On to today's report:
I had taken the day off for a morning appointment, so after lunch, I headed up behind Bart's. I arrived between 12:15-12:30 pm to find 7-8 people taking casting practice on the bank. Zero (Ø) shad, and only a couple of alewives C&R prior to my arrival. The water was down about 1' from my last trip on Tuesday, the current remained strong, and the water was only slightly turbid, with a surface temp of 56ºF. Bill said that I "should have been here yesterday," of course. He reported that he had spent 4 "productive hours perfecting" his casting technique, until about 2:pm. And that's when it got busy, the shad showed up. He said they caught about 12 altogether. He personally hooked 4 and landed 2, his first of the year.

As we cast, we watched a USFWS crew treating alewives for their depression with electroshock therapy.

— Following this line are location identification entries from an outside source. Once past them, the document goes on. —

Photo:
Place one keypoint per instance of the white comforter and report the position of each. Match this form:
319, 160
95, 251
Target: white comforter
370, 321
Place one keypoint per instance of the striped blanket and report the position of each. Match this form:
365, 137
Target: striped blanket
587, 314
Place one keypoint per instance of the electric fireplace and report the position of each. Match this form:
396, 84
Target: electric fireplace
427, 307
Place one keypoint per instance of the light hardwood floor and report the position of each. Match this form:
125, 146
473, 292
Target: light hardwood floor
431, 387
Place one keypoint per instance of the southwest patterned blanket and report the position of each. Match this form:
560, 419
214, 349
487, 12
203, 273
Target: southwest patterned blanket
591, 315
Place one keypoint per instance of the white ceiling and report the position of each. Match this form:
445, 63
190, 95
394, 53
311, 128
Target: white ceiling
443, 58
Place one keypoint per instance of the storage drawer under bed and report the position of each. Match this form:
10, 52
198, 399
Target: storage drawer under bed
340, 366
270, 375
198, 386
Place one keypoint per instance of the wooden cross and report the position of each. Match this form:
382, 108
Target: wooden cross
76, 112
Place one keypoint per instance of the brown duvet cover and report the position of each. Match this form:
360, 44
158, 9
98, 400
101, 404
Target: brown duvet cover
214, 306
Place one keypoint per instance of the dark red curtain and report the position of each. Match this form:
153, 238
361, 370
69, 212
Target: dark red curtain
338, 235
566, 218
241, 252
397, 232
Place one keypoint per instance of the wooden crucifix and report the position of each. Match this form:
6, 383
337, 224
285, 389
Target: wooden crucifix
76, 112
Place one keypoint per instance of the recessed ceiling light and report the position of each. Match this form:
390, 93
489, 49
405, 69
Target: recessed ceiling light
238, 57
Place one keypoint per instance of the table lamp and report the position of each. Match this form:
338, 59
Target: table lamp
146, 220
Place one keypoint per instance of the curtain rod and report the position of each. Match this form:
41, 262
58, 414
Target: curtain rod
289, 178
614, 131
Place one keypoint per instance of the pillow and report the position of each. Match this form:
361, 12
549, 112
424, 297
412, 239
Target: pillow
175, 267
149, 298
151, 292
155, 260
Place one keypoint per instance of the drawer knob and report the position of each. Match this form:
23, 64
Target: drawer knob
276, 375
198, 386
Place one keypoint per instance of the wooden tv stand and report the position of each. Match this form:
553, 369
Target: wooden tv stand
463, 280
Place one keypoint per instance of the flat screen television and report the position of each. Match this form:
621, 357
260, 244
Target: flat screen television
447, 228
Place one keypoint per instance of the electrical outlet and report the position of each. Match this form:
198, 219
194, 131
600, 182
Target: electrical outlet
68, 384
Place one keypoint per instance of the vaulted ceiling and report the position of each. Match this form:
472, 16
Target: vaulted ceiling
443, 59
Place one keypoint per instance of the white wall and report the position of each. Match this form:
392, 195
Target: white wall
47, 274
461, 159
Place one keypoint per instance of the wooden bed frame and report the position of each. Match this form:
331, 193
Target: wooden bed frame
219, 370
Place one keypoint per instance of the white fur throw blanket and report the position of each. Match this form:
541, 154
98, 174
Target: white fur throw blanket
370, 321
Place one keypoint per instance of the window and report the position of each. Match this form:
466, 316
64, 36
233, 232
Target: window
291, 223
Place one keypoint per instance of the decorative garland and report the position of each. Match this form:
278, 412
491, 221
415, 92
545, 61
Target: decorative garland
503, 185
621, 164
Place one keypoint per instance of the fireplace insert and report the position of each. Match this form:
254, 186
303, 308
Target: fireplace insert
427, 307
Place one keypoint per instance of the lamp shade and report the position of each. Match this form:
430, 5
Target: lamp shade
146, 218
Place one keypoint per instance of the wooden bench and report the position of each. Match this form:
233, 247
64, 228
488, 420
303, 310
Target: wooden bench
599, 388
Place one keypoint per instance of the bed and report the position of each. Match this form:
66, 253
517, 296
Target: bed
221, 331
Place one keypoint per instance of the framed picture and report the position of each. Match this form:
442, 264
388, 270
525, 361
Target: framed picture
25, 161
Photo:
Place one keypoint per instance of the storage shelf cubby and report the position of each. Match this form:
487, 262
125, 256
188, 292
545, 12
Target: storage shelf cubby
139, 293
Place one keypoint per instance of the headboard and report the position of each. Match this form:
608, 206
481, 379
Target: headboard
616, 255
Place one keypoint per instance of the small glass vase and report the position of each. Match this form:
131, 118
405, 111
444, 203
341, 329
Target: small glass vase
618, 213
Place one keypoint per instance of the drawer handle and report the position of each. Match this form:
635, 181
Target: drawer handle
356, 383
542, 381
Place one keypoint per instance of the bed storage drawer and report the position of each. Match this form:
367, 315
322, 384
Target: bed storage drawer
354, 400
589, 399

I, of course, mean they were in fact surveying the depressed numbers of alewives in the river systems. One of the officers came up to visit our silly selves, and take pix of fishermen for a (5 year?) report they are drafting about the findings of their research for the Marine Fisheries Council. He said that the alewife count is way down over last year. I wonder if anyone is doing research on menhaden, and other forage species, and if those numbers are down, too. He didn't say it, but anecdotally, the uninformed musings of my muddled mind think the diminished numbers of alewives (and possibly other species) has something to do with the bleak striper numbers, aside from by-catch mortality. Enough of my drivel on that deadhorse ...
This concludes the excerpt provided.